Worden Day, painter, printmaker, sculptor, and teacher, was born Esther Worden Day in Columbus, Ohio on 11 June 1912. Day earned her B.A. from Randolph-Macon Woman’s College in 1934. After graduation, she taught for a decade in Virginia at the Richmond Professional Institute where she taught Nell Blaine. Day then moved to New York City where she studied with George Grosz, Jean Charlot and Hans Hofmann, and attended the New School of Social Research, the Florence Crane School, and the Art Students’ League, studying with artists Maurice Sterne and Emilio Amero. In 1943 she worked at Stanley William Hayter’s Atelier 17 in New York, where she met, among others, Anne Ryan and Sue Fuller, both of whom were working with experimental methods in woodcut and intaglio. Day received her M.A. degree in 1966 from New York University at the age of fifty-four.
Day also taught at the University of Wyoming at Laramie (1949), the Pratt Institute (1955-6), the New School of Social Research (1961-66), and the Art Students' League (1966-70).
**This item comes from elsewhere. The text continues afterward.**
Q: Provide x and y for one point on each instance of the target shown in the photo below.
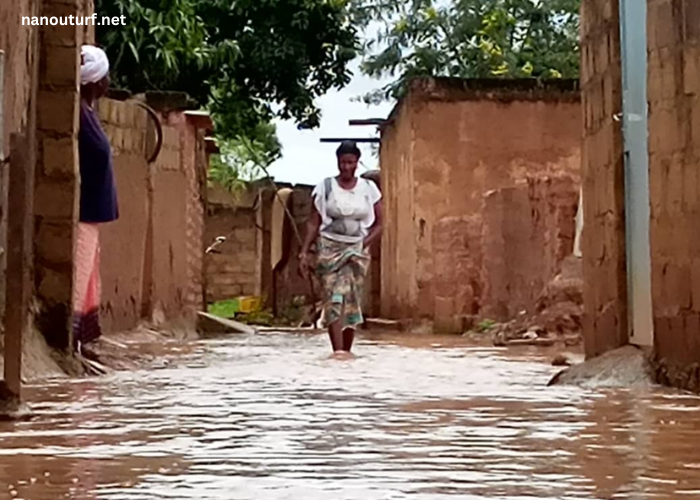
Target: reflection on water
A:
(268, 417)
In the late 1960s, she began working primarily with sculpture and a solo exhibition was held at the Sculpture Center in New York in 1972. She was honored with J. Rosenwald Awards and Guggenheim fellowships in 1952 and 1961, and she received McDowell fellowships in 1940, 1955, 1956, 1958, 1963, and 1981.
Her work is represented in the collections of the Brooklyn Museum, New York; the Indianapolis Museum of Art, Indiana; the Metropolitan Museum of Art, the Museum of Modern Art, and the Whitney Museum of American Art, New York; the Philadelphia Museum of Art, Pennsylvania; the Virginia Museum of Fine Arts, Richmond; the Library of Congress, and the National Gallery, Washington, D.C.; and the Worcester Art Museum.
Worden Day died on 27 January 1986 in Montclair, New Jersey, shortly before a retrospective was due to open at the New Jersey State Museum in Trenton.